On the other hand, when you have that the 2 or 3 are gathered thing, the word is being preached thing, to say nothing of the omnipresence thing, Jesus is there… Alas, just because He is there, it doesn’t necessarily guarantee that folks are listening… much less acting on His words.
In part, it seems the seed scattering thing may apply. Seeds don’t always take root, some wither away, some seeds get eaten by birds… which then may get re-scattered with fertilizer in another location (Hat tip to Pastor Steve on that one!)… but this is only a part. It explains much of the off the wall, non fruit of the spirit stuff in the blogosphere, but it would be an exceedingly rare church where no seeds took root at all.
More so, I wonder if Jesus not being there thing is a framing issue on the part of the congregation and projection issue on the part of the millennials.
Many evangelical churches focus on the individual more so than the communal, but do so in a tribal like manner. Things like personal piety, holiness, purity etc end up as as huge deals, in some cases, perhaps swinging into Ecc 7:16 territory as to over-righteousness when they become idols… Rachel Held Evans had some good depth on this with Sex and the Path of Holiness a while back.
A few of the vibes I picked up from social media seem to lead some credence to a more Sermon on the Mount / Matthew 25 focus among the millennials than individual piety. Homelessness, food shelters, poverty mitigation, and wealth disparities seem to rank pretty high on the hypocrisy detection meter of millennials… Ie, if you preach on sexual abstinence, Dave Ramsey, and patriotism but not on poverty, global hunger, or the least of these, its reasonable for the projection and framing not to align, with the result that Jesus appears absent.

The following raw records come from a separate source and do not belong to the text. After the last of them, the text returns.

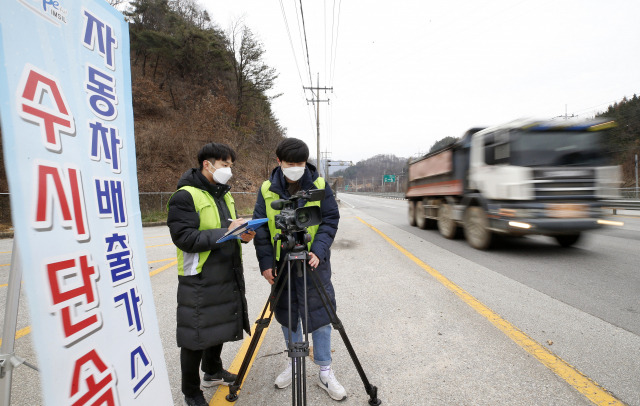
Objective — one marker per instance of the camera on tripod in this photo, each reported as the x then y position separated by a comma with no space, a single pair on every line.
292,219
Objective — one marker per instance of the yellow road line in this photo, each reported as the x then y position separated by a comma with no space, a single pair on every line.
218,398
21,333
583,384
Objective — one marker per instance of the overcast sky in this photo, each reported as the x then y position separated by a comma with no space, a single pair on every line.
408,73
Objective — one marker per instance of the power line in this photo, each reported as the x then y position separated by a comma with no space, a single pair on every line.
293,52
334,49
286,23
304,30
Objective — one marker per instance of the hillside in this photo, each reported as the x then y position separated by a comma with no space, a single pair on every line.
624,142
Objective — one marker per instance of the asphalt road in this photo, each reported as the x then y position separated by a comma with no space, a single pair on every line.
421,341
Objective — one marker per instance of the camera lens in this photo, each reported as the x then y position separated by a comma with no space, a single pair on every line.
303,217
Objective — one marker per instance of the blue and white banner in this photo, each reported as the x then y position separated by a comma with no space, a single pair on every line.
69,153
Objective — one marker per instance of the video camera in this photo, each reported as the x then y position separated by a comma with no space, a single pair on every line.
292,219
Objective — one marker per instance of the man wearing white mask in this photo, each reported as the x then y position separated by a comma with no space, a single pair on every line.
212,308
292,175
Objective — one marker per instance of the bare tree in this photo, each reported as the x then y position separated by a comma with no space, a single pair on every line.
252,76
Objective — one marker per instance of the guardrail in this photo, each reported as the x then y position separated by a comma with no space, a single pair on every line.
617,204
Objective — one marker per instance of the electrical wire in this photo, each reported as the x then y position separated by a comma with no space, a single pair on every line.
304,30
335,49
295,59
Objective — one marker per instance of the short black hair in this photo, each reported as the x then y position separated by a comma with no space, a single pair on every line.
216,151
292,150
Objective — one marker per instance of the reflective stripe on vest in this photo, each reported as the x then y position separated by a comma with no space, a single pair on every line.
270,196
190,263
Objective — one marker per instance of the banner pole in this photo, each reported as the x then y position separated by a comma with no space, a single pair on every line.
7,357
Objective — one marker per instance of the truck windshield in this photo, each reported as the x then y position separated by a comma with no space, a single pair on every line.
560,148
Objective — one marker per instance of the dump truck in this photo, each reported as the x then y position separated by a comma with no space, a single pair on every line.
524,177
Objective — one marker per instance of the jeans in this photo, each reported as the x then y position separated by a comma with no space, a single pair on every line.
321,342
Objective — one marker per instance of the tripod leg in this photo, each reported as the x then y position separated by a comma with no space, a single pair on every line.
261,324
372,391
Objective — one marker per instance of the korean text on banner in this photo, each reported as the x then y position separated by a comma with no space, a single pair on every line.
67,132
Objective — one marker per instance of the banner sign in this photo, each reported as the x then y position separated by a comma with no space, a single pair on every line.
69,153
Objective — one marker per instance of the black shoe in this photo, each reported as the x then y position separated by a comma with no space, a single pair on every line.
221,377
197,400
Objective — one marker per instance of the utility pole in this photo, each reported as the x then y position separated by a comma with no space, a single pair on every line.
317,101
636,176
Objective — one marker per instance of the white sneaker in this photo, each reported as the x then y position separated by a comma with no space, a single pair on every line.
284,379
332,386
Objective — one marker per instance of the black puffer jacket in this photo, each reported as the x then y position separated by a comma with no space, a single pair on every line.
321,246
212,308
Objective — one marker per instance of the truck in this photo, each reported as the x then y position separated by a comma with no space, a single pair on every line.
545,177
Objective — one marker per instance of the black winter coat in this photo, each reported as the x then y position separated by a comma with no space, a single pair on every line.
212,308
321,246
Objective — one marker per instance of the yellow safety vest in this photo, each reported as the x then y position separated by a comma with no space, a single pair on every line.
190,263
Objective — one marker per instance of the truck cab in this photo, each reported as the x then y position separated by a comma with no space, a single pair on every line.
523,177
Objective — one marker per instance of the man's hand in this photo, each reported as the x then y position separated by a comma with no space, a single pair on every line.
235,223
314,261
268,275
248,236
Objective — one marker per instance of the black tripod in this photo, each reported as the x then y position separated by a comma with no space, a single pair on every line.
298,351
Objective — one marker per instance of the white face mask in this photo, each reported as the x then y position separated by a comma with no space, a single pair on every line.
294,173
221,175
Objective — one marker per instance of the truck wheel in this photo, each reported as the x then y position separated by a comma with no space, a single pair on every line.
421,220
412,213
446,224
567,240
476,228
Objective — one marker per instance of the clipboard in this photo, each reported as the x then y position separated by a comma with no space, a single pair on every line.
250,225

Another aspect of framing, is the lack of intellectual rigor, sort of the reverse of Ecc 7:16. More than a few millennials came to the conclusion that Jesus is not there as he doesn’t exist. While one can debate whether Christianity is intellectually viable, it seems far too many churches take the stance that it isn’t, more so by actions than by words. Canned and know it all answers, bad apologetics, and in general philosophical ineptness set the stage for this. Its not evolution, science or critical thinking that’s the problem, its a problem of our own making.
Lastly, I think a timing issue is involved. Jesus did a ton of ministry in a lot of places over a very short time frame. Millennials having recently come out of university experiences where you go from knowing no one, to hard core discussions of theodicy in a month are not conditioned to wait… This shows up in a soc media where folks are making yea or nay judgment calls on communities with only a one or two visits.
Bottom line, Jesus is there… but there is a sort of hiding of Him going on.